At one level we can decide to be terribly shocked over all this, since we all harbour fears of going into hospital for something routine, and coming out on a gurney. Partly as an extrapolation from this work and partly because of other types of study, England's Chief Medical Officer, Professor Sir Liam Donaldson, estimates that one in 10 hospital patients may suffer from an adverse incident (this figure, incidentally, was magically doubled in yesterday's Daily Mail.)
I have certainly seen one minor incident at firsthand last year, when an attempt to put a drip in my mother's wrist failed, squirting blood and saline mixture all over the ward.
But being shocked won't help. In the first place, we can all do it. If – as a semi-literate columnist – I confuse the christian name of Bertie Wooster's aunt with that belonging to Oscar Wilde's Lady Bracknell (and I have), no one dies. Still, it's embarrassing, and if I err a lot, it irritates readers. I can, though, be helped to avoid errors like this. A sub-editor or page editor might notice, if they have enough time. Or – even better – I can just be made aware of my dangerous tendency to overestimate the capacity of my own memory.
We won't fess up though, if we think that we'll be blamed. If getting the Wooster aunt wrong was a shouting, suing or sacking offence at The Indy, then the chances are that I would either avoid literary allusions altogether, or – if it all went tits-up – accuse the poor bloody subs of not being sufficiently diligent.
The same is true in spades in a profession where small errors can end up having enormous consequences. The NSPA study and its methodology are therefore of exceptional importance in discovering and helping to reduce the number of adverse incidents.

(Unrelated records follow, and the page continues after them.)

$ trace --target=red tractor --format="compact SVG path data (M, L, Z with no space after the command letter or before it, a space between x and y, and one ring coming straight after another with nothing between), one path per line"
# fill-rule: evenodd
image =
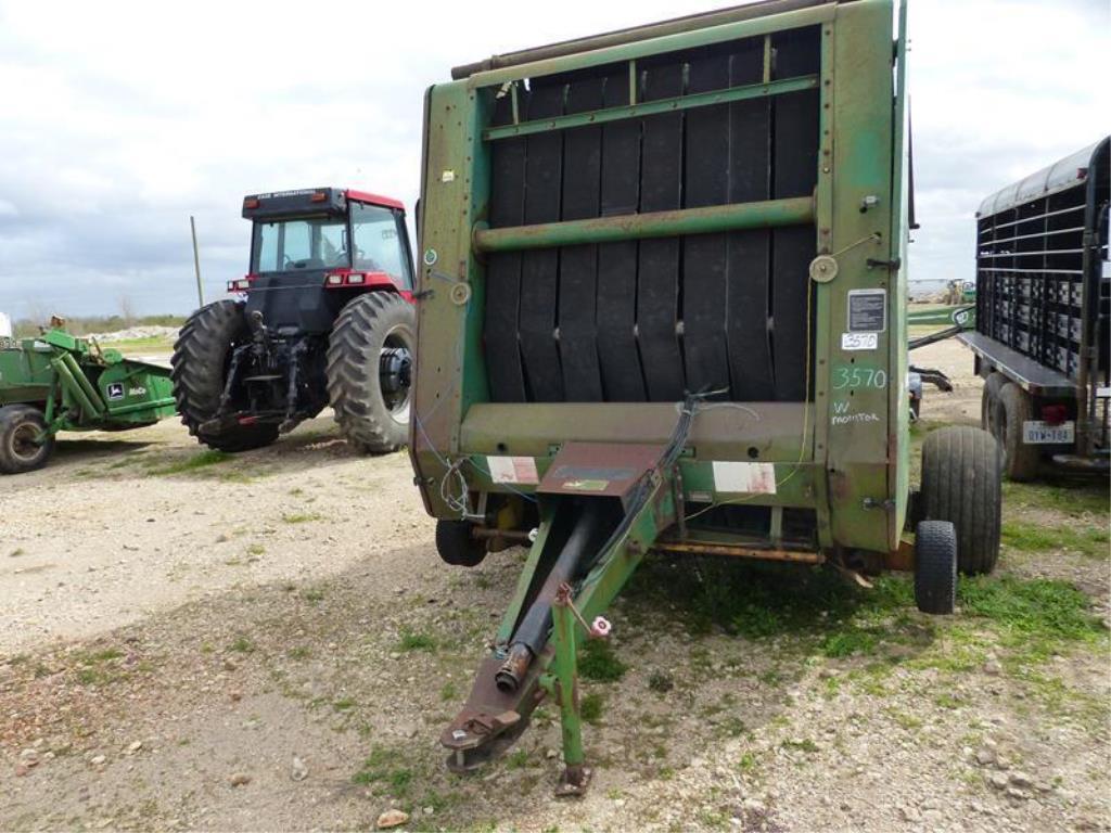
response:
M360 451L406 442L416 345L404 208L316 188L243 199L251 265L173 347L173 395L213 449L273 442L324 405Z

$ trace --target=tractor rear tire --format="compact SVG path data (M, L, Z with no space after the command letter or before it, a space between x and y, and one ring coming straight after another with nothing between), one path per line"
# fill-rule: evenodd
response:
M1023 426L1033 419L1033 399L1014 382L1008 382L995 403L995 436L1003 448L1003 473L1022 483L1038 476L1041 450L1022 441Z
M409 441L409 389L417 347L412 304L392 292L359 295L340 311L328 341L328 397L340 432L363 453L397 451ZM383 351L407 351L403 378L391 378ZM394 374L397 375L397 374Z
M486 541L471 534L470 521L437 521L436 550L452 566L478 566L487 556Z
M949 425L922 444L922 514L957 530L958 565L965 575L990 573L999 560L1002 491L999 444L987 431Z
M980 428L987 431L1002 443L1002 438L995 433L995 403L999 402L999 392L1007 384L1007 377L999 371L993 371L983 380L983 392L980 395Z
M189 317L173 344L170 378L181 422L198 442L218 451L250 451L278 439L273 423L236 425L219 433L200 430L220 410L231 349L246 331L242 302L213 301Z
M37 444L34 438L47 430L42 411L31 405L0 408L0 472L22 474L41 469L54 452L54 438Z
M942 616L957 606L957 531L949 521L921 521L914 530L914 603Z

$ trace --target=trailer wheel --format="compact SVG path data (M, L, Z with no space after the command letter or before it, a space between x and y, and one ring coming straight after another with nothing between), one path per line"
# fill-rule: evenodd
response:
M34 439L47 430L42 411L31 405L0 408L0 472L22 474L41 469L54 452L54 438L37 443Z
M980 394L980 428L1002 442L1002 438L995 433L995 403L999 402L999 392L1007 384L1007 377L998 371L993 371L983 380L983 392Z
M1041 452L1022 441L1023 423L1033 419L1033 399L1014 382L999 392L995 404L995 435L1003 446L1003 472L1011 480L1024 482L1038 475Z
M987 431L949 425L922 444L922 514L957 530L960 571L990 573L999 560L999 444Z
M219 433L200 431L220 410L231 348L244 338L243 304L226 299L190 315L173 344L170 378L178 413L189 433L210 449L249 451L278 439L273 423L236 425Z
M486 541L471 535L470 521L437 521L436 550L452 566L478 566L487 554Z
M350 301L328 342L328 395L347 441L394 451L409 439L409 388L417 345L411 304L391 292Z
M914 530L914 603L934 615L957 605L957 531L949 521L921 521Z

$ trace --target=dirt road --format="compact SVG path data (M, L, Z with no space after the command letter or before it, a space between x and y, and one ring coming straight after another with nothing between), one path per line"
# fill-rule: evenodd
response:
M957 381L927 426L975 418L962 348L914 361ZM3 830L1111 829L1102 484L1009 485L999 576L945 619L903 578L653 560L584 682L571 803L550 706L444 771L521 553L444 568L403 454L317 420L224 459L164 423L2 485Z

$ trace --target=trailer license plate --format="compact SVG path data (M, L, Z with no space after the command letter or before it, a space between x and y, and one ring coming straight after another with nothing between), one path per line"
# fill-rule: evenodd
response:
M1071 420L1059 425L1050 425L1041 420L1022 423L1022 442L1027 445L1063 445L1074 442L1075 423Z

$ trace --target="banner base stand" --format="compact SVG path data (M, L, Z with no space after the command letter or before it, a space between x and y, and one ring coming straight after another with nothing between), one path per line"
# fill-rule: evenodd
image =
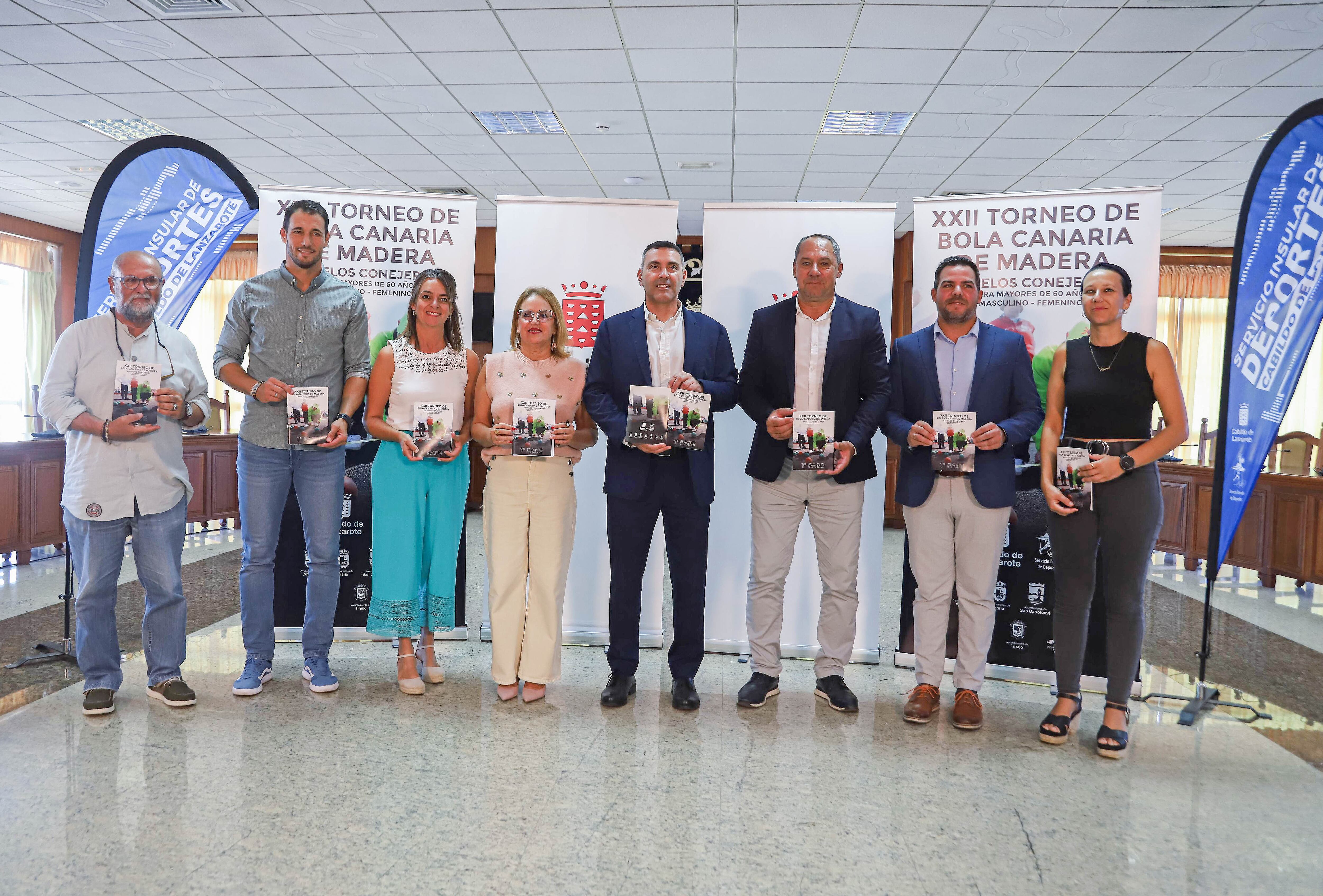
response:
M437 641L468 641L468 626L458 626L450 631L438 631L434 638ZM275 639L279 643L300 642L303 641L303 627L302 626L287 626L275 629ZM336 626L335 635L332 641L394 641L394 638L388 638L385 635L368 634L368 630L363 626Z
M893 656L897 668L914 668L914 654L902 654L897 650ZM943 671L947 674L954 672L955 660L947 659ZM1021 684L1054 686L1057 683L1057 674L1054 671L1045 668L1024 668L1023 666L1000 666L998 663L988 663L986 678L996 679L999 682L1017 682ZM1139 682L1135 682L1130 686L1130 696L1139 696L1142 691L1139 684ZM1081 675L1080 690L1090 694L1106 694L1107 679L1101 675ZM1180 699L1184 700L1185 697Z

We only have to look over at the sterile spectacle of the law-and-order debate to see how little good the blaming business does. As with the medical professions, most lawyers do their job within the culture and the rules that were there when they arrived. The NSPA understands this. On its website it says: "identifying and addressing dysfunctional systems is... the key to reducing future risk of harm for many NHS patients and is the ethos behind the new national system for reporting adverse incidents..." The website does not talk about seeking out sloppy docs and giving them the boot. The same goes for briefs.

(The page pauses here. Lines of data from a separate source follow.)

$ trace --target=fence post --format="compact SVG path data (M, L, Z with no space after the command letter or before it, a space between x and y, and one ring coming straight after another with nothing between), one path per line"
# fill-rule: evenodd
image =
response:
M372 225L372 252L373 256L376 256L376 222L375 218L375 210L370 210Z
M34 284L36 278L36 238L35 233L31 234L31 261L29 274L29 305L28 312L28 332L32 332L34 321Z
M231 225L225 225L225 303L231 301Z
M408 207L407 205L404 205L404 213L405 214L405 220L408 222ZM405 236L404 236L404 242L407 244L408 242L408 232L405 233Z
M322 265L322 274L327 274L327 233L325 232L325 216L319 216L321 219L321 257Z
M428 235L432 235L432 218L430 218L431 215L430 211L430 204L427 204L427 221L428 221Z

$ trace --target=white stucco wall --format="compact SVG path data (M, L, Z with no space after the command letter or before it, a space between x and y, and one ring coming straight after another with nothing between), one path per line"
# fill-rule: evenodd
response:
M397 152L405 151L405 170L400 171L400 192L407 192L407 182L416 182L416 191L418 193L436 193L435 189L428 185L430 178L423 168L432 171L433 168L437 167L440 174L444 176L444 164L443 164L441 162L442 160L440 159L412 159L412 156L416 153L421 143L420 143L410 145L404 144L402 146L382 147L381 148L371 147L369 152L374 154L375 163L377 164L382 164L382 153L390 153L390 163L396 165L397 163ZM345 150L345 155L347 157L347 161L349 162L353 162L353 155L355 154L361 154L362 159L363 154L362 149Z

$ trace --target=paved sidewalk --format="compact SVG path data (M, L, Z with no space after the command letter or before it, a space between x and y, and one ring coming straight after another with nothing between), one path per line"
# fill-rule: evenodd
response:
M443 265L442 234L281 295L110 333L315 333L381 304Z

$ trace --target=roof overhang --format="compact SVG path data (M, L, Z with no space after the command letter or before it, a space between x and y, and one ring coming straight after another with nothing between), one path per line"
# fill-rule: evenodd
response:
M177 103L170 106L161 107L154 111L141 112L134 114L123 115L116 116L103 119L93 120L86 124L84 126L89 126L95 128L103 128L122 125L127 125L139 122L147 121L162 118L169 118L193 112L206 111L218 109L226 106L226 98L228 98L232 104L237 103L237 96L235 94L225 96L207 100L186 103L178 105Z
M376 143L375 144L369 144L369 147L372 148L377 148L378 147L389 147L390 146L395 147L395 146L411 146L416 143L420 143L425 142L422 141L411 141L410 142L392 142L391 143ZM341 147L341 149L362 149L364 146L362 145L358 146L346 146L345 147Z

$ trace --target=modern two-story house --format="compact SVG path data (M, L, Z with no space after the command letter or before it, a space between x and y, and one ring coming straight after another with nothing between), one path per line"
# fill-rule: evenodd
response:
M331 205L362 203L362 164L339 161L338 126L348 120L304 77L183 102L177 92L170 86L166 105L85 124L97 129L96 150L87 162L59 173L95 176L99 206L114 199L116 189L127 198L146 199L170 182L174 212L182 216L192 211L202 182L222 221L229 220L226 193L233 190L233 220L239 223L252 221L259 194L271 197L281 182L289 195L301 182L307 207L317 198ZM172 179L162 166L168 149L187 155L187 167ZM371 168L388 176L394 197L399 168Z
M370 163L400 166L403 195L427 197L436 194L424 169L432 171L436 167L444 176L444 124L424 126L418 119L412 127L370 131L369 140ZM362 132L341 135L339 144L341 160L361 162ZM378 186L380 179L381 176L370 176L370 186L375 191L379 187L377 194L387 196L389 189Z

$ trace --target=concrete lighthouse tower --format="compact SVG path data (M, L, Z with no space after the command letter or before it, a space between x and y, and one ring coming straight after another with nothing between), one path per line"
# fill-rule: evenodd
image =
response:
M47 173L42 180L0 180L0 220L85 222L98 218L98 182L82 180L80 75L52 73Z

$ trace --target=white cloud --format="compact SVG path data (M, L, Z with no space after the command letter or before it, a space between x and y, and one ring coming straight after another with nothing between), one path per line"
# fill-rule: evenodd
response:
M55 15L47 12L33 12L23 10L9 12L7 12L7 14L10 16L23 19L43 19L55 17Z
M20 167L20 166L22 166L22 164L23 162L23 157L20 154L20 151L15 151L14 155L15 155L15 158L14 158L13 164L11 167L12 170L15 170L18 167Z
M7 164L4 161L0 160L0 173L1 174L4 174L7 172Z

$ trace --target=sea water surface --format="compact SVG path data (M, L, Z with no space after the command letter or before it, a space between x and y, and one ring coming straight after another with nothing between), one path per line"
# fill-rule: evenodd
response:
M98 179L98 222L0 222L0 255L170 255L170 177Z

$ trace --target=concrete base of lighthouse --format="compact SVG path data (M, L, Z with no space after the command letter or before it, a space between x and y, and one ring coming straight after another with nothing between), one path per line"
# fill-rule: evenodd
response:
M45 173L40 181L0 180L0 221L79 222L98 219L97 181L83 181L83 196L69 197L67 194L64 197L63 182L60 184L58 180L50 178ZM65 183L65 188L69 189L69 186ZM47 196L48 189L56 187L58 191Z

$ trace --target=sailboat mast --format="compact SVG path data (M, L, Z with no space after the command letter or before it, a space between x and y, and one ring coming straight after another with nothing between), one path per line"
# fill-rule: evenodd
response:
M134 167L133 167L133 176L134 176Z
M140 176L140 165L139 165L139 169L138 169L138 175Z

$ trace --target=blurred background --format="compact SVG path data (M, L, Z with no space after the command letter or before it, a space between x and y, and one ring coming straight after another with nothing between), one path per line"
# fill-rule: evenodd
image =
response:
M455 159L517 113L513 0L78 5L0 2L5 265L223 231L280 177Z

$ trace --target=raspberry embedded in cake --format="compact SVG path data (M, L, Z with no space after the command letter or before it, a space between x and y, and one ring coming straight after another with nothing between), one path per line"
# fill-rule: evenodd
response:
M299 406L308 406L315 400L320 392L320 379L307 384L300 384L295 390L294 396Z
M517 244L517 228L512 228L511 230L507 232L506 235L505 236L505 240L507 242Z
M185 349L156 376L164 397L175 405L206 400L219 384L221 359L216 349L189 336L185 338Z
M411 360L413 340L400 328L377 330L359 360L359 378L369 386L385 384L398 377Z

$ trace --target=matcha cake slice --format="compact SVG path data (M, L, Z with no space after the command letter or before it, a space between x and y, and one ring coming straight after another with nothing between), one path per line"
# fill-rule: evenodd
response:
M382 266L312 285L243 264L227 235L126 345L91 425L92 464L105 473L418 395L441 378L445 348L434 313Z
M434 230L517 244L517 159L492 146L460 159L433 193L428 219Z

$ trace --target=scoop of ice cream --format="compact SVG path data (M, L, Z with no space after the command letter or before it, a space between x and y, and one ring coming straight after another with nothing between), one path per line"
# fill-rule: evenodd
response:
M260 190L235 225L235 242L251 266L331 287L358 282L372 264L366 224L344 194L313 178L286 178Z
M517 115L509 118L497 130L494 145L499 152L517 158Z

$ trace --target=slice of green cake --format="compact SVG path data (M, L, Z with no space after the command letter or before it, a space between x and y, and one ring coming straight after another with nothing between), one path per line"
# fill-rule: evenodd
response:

I do have a caveat in this happy argument. As ever these days, the leaking of the provisional NSPA report led to claims that the Government was seeking to suppress bad news about the NHS. Since the Department of Health set up the NSPA with the specific remit to carry out such a study and publish its findings, this accusation is some way off the mark, as Sir Liam himself has explained. Because this study is so unique and the reporting on which it is based so far from uniform, it was not unreasonable for the authorities to cavil at publishing the raw data. But the story, surely to God (and here, as so often, I cast my eyes towards the editor of the Today programme, Rod Liddle) was what the study told us about the NHS and how to improve things. So Rod, can you get your editorial staff to read something other than the Daily Mail? Myself, I blame that Greg Dyke.